AD is neurological disorder that the brain network is changed during the transition from healthy condition to MCI and AD. AD disease shows the correlation and anticorrelations reduction within the DMN and also clustering coefficient with reduced local connectivity. Symptoms of AD are reduced concentration and thinking, lack in decision-making, memory loss, personality change, depression, sleeping disorder, wandering etc. Symptoms of MCI include Amnestic cognitive impairment which affects the memory of the person and nonamnestic cognitive impairment affects the thinking of the person rather than memory.

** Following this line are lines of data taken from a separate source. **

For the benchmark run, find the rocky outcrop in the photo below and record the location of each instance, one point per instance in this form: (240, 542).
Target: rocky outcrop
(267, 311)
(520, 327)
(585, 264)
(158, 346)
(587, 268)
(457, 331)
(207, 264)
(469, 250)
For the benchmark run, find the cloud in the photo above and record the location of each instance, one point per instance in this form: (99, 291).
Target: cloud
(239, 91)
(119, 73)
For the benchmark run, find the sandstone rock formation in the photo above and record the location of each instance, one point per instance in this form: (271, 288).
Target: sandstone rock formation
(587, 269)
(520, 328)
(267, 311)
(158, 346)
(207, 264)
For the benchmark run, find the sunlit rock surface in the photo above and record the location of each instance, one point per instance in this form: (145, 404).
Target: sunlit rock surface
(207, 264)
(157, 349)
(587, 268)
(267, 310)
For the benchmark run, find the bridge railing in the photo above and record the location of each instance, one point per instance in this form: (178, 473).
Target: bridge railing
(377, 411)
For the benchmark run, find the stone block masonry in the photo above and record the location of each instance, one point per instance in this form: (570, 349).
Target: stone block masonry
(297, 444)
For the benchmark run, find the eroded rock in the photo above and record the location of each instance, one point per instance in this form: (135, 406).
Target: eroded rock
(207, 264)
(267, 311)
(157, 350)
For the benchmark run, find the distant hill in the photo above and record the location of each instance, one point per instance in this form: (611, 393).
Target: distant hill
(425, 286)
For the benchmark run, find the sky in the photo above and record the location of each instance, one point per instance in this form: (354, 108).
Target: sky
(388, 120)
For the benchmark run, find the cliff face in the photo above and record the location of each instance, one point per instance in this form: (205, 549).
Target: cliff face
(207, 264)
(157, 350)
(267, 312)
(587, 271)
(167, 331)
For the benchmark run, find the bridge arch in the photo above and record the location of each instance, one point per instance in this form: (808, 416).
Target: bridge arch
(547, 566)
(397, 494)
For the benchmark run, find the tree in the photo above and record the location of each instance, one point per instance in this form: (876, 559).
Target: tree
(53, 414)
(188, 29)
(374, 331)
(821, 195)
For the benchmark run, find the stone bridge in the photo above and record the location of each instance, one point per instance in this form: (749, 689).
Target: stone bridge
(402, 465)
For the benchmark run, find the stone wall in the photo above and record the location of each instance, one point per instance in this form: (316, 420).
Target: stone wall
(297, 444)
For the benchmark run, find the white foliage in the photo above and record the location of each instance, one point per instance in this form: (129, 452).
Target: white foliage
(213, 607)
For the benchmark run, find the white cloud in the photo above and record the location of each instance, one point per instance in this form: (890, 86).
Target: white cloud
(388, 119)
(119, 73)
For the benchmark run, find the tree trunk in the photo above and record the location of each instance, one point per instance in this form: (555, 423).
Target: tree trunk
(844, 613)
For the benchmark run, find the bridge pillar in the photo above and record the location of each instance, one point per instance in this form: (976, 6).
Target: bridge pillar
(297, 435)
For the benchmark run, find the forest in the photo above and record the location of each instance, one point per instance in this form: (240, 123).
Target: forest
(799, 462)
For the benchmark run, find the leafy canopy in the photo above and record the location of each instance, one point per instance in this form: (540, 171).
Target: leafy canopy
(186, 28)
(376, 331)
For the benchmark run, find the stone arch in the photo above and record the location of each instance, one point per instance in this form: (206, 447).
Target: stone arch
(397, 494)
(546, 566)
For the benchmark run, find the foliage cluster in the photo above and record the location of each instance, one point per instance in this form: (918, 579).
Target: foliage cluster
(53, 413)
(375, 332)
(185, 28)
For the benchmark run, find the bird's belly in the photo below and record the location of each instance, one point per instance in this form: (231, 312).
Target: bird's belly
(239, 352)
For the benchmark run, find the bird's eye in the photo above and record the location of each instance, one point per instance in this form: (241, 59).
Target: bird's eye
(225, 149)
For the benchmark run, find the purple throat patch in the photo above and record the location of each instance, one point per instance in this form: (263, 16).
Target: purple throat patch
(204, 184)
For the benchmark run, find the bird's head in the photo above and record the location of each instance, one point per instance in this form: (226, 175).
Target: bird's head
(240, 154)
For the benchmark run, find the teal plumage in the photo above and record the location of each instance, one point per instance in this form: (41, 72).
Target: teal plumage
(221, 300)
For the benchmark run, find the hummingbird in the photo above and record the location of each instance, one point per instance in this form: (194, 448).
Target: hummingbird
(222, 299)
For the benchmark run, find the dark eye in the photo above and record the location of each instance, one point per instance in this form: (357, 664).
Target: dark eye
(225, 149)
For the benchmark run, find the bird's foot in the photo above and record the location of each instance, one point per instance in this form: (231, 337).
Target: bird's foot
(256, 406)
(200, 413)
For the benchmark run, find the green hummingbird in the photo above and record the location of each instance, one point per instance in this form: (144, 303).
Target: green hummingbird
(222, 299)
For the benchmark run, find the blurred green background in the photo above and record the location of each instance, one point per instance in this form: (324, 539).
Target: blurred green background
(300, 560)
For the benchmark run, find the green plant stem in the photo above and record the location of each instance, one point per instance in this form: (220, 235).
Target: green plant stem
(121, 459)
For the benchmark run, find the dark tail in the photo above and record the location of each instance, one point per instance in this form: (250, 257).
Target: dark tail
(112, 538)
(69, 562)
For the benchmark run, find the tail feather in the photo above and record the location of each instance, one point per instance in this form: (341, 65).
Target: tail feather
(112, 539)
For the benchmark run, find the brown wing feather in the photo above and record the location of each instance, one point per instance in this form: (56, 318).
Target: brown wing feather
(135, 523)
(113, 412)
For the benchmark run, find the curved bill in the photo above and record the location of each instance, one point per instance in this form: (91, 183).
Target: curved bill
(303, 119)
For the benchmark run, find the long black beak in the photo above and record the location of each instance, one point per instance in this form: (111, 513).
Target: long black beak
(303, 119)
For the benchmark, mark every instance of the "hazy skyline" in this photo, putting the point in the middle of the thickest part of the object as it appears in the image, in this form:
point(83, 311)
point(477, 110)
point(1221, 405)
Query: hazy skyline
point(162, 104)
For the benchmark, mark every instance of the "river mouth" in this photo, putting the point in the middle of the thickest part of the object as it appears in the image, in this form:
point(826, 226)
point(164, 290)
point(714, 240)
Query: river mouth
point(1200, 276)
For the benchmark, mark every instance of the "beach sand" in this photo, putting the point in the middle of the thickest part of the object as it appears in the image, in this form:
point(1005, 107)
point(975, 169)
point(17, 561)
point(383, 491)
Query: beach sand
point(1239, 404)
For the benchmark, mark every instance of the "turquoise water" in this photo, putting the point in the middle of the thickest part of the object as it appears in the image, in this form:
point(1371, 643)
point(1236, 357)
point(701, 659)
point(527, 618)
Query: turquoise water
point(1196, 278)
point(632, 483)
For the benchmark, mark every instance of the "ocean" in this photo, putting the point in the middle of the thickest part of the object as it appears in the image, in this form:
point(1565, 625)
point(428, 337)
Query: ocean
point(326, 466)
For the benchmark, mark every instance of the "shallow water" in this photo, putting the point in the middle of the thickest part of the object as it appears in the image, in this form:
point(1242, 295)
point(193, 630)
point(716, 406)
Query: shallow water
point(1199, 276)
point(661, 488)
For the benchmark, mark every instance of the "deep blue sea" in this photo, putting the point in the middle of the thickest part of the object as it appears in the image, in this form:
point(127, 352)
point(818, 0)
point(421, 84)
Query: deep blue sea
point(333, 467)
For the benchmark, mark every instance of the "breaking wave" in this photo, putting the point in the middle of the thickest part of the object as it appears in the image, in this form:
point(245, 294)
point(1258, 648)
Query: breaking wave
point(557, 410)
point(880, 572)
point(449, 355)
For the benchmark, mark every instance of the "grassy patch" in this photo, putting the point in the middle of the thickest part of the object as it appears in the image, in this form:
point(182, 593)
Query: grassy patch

rsfMRI imaging is used to find the intrinsic brain connectivity which is considered a promising biomarker for AD and MCI diagnosis. Functional connectivity changes within the DMN have been observed in healthy, MCI and a prodromal stage of AD population. In comparison with health controls, there is a decreased connectivity at baseline in posterior default mode areas and increased in frontal region for AD patients. This result shows that within DMN hyper-connectivity leads to hypo-connectivity of a brain region, and it is a sign of early phase of brain dysfunction. Neuropathology of brain with AD is outlined using rsfMRI which affects temporal lobe, posterolateral cortical regions and the frontal cortex [5]. The significant feature of rsfMRI in AD is the acceptance of data gaining in patients with dementia and to measure functional connectivity without the concert of a task. In Figure 6.1 shows resting-state functional brain image where Green color represent the voxel with DMN. Blue color represents the voxels with decreased Functional Connectivity (FC) in MCI and AD [22]. Figure 6.2 represent rsfMRI BOLD signal, which shows the variation of brain signal during AD and MCI condition [25].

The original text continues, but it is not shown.